Ice Anchors (Part 2)

So Part 1 showed how to make ice anchors with two screws. Part 2 will show you how to make ice anchors in more complicated scenarios. Let's get to it.

How to Make a 3-Screw Anchor


Sometimes you want an extra screw for security. It could be because the ice itself is not that strong and you want another anchor point to add to the mix. It could also be that you only have shorter screws, which can sometimes leave you wanting another piece.

The process itself is quite similar to a 2-screw anchor. Place three screws in the ice, ideally about one foot away from the others. it is best to offset the screws a bit on both vertical and horizontal planes. Clip a carabiner to each screw, and clip in your anchor material. A triple-length sling or cordalette works really well with 3-screw anchors.


And then tie your figure-8 knot. Make sure to keep the cordalette's knot (the one shown in the upper left) away from the figure-8 knot:




And clip in your master 'biner (always a locker):




How to Make a V-thread and Screw Anchor

Sometimes you may want to add in a V-thread to your anchor. I use this especially in the summer on glaciers on Mt. Baker, where we toprope for hours in the hot July sun. Screws can melt out quite quickly in this case because they conduct heat. So I'll often make a V-thread to add to an anchor. Sometimes I'll even do an anchor with two V-threads, but I'll show just one V-thread and one ice screw:


To make this anchor, do a V-thread (see a following blog for how to make V-threads) and put in a screw. Again, make the screw up and to one side of the V-thread. Clip a carabiner to each piece. Clip in your anchor material (shown is a 48" runner). Tie your figure-8 knot to create a masterpoint and clip in your master locker. Voila! A similar setup can be used to backup a V-thread for rappels. Stay tuned to the blog for more info about how to do this.

--Mike Pond, instructor and guide.


5 comments:

Anonymous said...

What is the knot used to create the loop that forms the cordelette in the photos? Looks like an overhand w/ a fatter knot as the backup.

Jason Martin said...

This is a double overhand flat bend, also known as a double Euro Death Knot. You essentially tie two overhands on top of each other.
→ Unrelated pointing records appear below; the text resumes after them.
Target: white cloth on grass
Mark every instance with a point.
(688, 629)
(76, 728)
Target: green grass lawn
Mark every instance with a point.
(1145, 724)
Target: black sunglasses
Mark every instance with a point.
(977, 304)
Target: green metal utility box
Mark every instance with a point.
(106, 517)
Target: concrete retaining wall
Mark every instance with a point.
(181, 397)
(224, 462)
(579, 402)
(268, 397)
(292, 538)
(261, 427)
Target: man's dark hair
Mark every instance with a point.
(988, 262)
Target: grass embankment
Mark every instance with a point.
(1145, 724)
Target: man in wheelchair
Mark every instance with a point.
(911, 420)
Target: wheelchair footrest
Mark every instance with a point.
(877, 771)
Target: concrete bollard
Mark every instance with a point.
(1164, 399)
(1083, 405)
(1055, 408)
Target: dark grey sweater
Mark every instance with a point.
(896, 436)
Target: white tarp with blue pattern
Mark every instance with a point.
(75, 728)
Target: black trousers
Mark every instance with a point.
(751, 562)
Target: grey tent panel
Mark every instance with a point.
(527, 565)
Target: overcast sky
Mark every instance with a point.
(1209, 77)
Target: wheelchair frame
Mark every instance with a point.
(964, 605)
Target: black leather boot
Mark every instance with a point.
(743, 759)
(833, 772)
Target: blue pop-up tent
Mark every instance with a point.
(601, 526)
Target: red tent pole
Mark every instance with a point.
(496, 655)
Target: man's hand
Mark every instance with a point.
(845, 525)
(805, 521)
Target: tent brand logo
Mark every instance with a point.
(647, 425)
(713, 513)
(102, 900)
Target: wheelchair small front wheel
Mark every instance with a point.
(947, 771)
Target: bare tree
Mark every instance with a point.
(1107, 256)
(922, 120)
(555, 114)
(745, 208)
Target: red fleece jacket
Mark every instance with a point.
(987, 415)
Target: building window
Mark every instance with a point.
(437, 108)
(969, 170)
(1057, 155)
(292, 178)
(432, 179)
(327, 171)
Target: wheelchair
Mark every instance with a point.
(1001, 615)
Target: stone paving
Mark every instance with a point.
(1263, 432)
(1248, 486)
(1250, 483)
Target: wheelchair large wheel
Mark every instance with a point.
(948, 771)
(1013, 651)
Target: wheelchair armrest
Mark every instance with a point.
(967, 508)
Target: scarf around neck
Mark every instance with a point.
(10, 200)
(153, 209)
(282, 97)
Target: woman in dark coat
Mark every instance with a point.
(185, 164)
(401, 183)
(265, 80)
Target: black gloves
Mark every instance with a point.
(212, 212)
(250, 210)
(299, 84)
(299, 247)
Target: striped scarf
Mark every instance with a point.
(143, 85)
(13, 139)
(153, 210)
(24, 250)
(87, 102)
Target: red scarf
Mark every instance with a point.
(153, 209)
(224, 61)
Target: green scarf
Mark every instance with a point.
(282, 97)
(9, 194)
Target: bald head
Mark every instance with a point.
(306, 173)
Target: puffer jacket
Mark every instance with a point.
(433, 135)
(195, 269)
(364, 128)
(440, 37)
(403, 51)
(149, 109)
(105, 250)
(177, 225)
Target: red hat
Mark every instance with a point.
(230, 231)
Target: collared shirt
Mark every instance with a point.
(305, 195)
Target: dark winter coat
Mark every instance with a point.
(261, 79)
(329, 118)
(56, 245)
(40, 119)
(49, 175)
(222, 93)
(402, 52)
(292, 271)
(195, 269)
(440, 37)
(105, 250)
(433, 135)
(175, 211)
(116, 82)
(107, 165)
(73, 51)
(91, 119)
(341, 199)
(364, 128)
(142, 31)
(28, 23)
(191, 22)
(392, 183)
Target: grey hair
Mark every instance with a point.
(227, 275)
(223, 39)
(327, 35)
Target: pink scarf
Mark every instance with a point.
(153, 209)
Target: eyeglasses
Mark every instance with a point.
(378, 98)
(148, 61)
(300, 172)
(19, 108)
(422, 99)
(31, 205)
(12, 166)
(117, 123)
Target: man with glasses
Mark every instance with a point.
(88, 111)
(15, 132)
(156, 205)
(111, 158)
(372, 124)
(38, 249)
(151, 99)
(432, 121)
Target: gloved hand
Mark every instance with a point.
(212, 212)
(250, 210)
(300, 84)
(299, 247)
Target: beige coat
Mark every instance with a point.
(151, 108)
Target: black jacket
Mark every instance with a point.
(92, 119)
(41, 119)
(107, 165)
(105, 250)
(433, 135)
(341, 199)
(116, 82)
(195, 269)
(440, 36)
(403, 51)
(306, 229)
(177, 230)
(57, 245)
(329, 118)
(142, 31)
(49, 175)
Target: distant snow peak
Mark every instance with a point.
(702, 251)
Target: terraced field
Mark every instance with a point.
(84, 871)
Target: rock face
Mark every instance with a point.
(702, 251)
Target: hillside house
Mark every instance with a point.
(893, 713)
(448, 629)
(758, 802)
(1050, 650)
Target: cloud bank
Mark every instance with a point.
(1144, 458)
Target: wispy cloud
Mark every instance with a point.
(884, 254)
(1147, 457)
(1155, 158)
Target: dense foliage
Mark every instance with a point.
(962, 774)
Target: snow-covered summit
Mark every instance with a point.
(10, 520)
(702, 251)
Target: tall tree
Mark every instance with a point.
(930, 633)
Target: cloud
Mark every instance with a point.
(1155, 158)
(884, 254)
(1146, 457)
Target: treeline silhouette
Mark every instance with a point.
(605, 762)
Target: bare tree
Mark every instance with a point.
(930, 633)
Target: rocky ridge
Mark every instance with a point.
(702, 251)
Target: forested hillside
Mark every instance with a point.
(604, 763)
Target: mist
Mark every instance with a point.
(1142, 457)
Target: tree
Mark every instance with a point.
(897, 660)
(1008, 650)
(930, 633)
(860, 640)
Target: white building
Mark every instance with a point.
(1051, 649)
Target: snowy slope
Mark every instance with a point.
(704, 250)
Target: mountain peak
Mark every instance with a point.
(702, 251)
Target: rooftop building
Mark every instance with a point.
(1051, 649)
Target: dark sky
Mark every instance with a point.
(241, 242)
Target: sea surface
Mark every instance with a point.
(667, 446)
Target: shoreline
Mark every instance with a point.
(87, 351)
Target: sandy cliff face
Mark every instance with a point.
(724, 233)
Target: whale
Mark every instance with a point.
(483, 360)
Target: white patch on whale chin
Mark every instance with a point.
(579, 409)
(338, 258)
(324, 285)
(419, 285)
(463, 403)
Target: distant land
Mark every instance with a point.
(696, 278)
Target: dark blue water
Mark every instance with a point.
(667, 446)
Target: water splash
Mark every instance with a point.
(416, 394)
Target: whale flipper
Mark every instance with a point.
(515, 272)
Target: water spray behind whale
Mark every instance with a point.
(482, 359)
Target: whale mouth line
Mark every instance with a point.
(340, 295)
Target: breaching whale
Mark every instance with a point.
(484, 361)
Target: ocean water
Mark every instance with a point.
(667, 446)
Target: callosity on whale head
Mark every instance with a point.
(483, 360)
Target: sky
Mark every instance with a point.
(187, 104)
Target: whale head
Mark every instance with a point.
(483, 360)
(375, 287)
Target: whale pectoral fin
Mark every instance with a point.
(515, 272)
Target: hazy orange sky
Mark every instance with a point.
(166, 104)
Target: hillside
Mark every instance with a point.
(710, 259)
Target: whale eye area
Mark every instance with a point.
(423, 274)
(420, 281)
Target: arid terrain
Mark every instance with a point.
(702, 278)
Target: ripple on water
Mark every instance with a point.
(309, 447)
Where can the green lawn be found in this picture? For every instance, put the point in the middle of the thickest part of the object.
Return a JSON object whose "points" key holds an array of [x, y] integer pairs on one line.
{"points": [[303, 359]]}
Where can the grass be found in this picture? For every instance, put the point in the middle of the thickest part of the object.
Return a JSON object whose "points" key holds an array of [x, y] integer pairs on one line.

Most guides use this to join the two ends of their cordelletes together.

--Jason Martin

Rich said...

Why not triple fisherman's?

Jason Martin said...

The problem with the triple or double fisherman's is that you cannot untie the knot easily. A double overhand flat-bend allows you access to the entire cord instead of fixing it as a loop. In other words, the ability to open up the cord gives you the ability to use it like a webolette...

If you're going to fix the cord permanently as a loop, you're probably better off just purchasing a couple of triple slings. Triple slings are lighter and are more easily stowed than cordalettes.

--Jason

Anonymous said...

Regarding an untie-able cordelette: A zeppelin bend or alpine butterfly bend are easily tied and untied with gloves on, don't require back-ups, are adjustable once tied, and stronger than a flat overhand (which while fine for rappelling loads may not be the best choice in the leg of an anchor that may see a FF2 fall).